The Curaçao Gaming Authority (CGA) has officially introduced an extensive set of cryptocurrency compliance guidelines tailored for business-to-consumer (B2C) online gambling licensees. Effective immediately, the regulatory update targets the entire lifecycle of virtual asset transactions, establishing an intensive, phased implementation schedule that requires all licensed networks to reach full compliance by June 2027.

The comprehensive rules apply directly to all group entities, holding companies, and external subsidiaries involved in processing digital assets for Curaçao-licensed platforms. By deploying these stringent mandates, the CGA aims to align the island’s prominent iGaming jurisdiction with global Anti-Money Laundering (AML) and Countering the Financing of Terrorism (CFT) frameworks, mimicking standards recommended by the Financial Action Task Force (FATF).
Technical Restrictions and Prohibited Virtual Assets
The foundational element of the CGA’s new policy is the outright restriction on an operator’s corporate utility. While licence holders are fully permitted to accept digital assets as a transaction vehicle for betting, they are legally prohibited from functioning as virtual asset service providers (VASPs), crypto exchanges, or custodian platforms.
Furthermore, the regulator is heavily filtering what types of tokens can enter the gambling ecosystem. The framework highlights a distinct preference for fiat-backed stablecoins due to their traceability and lower volatility, while placing high-risk crypto assets under intense scrutiny. The policy imposes strict limitations on specific asset categories:
- Prohibited Tokens: Privacy-focused cryptocurrencies, volatile meme tokens, and unverified wrapped assets that lack transparent, traceable origins must be thoroughly assessed and excluded if risks cannot be mitigated.

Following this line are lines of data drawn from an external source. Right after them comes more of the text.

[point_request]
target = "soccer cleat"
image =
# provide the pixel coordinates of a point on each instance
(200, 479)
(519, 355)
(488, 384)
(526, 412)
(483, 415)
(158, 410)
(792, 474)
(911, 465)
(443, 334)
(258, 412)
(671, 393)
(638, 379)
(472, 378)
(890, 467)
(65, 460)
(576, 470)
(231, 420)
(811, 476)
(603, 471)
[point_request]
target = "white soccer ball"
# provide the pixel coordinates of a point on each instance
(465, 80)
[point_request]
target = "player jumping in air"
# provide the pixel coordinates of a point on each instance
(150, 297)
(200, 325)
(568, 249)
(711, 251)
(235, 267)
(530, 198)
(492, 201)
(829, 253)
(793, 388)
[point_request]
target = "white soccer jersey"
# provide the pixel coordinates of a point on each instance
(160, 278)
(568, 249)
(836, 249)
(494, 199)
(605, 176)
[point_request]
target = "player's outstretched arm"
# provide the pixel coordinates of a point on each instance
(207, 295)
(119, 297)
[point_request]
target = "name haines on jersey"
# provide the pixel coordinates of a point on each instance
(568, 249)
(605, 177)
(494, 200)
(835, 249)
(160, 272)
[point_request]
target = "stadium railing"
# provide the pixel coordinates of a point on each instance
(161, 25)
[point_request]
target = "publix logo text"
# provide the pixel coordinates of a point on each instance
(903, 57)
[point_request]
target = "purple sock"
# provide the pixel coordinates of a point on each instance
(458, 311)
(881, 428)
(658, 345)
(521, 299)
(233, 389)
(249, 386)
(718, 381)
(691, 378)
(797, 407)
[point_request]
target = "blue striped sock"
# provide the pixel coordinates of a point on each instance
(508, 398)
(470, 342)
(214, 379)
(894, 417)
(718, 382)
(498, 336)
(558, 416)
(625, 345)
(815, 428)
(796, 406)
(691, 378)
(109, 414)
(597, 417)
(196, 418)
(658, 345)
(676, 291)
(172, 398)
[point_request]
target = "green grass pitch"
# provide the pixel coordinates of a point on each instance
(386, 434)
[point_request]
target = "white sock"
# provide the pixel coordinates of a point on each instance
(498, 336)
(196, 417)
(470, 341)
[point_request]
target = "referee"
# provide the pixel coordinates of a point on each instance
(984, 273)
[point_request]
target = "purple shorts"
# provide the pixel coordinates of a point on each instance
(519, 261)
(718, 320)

- Absolute Bans: Any transactions or capital originating from crypto mixers, tumblers, or international blockchain addresses flagged on global sanction ledgers are completely prohibited from interacting with licensed platforms.
To enforce these rules, the CGA has made it mandatory for operators to deploy advanced blockchain analytics tools. Licensees must possess real-time on-chain capabilities to screen consumer wallets, assign risk scores, and monitor transaction traffic during both the deposit and withdrawal phases.
Mandated Wallet Segregation and Financial Controls
The crypto guidelines also target corporate treasury habits, ending the use of informal, combined payment setups. Operators are now legally required to completely isolate their digital asset holdings into distinct, independent corporate wallets.
Under the new operational rules, consumer deposits and player prize pools must be held entirely separate from the operator’s internal day-to-day operational accounts and long-term treasury reserves. Additionally, the use of private personal wallets or digital addresses linked to an operator’s ultimate beneficial owners (UBOs) for corporate business activities is strictly banned.
This technical oversight over back-end corporate structures comes alongside the regulator’s broader push to refine consumer-facing protocols, matching previous compliance documentation like the LOK terms and conditions guidance which modernises general platform governance.
A Phased Implementation Timeline for B2C Operators
Rather than demanding an immediate, overnight transition, the CGA has laid out a structured compliance ladder giving firms limited breathing room to re-engineer their technical architecture. However, the regulator maintains the explicit right to demand accelerated enforcement if specific platforms expose the market to severe financial risks:
- Phase 1 (Within 3 Months): Operators must submit a full, formal cryptocurrency policy via the official CGA regulatory portal.
- Phase 2 (Within 6 Months): Licensees must complete formal risk assessments, conduct comprehensive VASP due diligence, and train all staff on updated compliance protocols.
- Phase 3 (Mid-2027 / 12 Months): Platforms must reach full, operational compliance on all wallet segregation mandates and integrate active blockchain analytics.
The elevation of the territory’s financial and compliance bar forms part of an aggressive, multi-year state initiative to sweep illegal activity completely out of its remote gambling sector.
As the jurisdiction moves closer to the final implementation of the National Ordinance for Games of Chance (LOK), the state has aggressively targeted grey-market anomalies operating under its flag. This active policing is evident when the Curaçao Gaming Authority warned against unlicensed GEM55 websites, demonstrating that the island will no longer tolerate unpermitted white-label setups or non-compliant digital asset networks using its regulatory credentials. B2C brands failing to submit their primary crypto policies within the initial three-month window will face escalating administrative fines and the potential suspension of their gaming licences.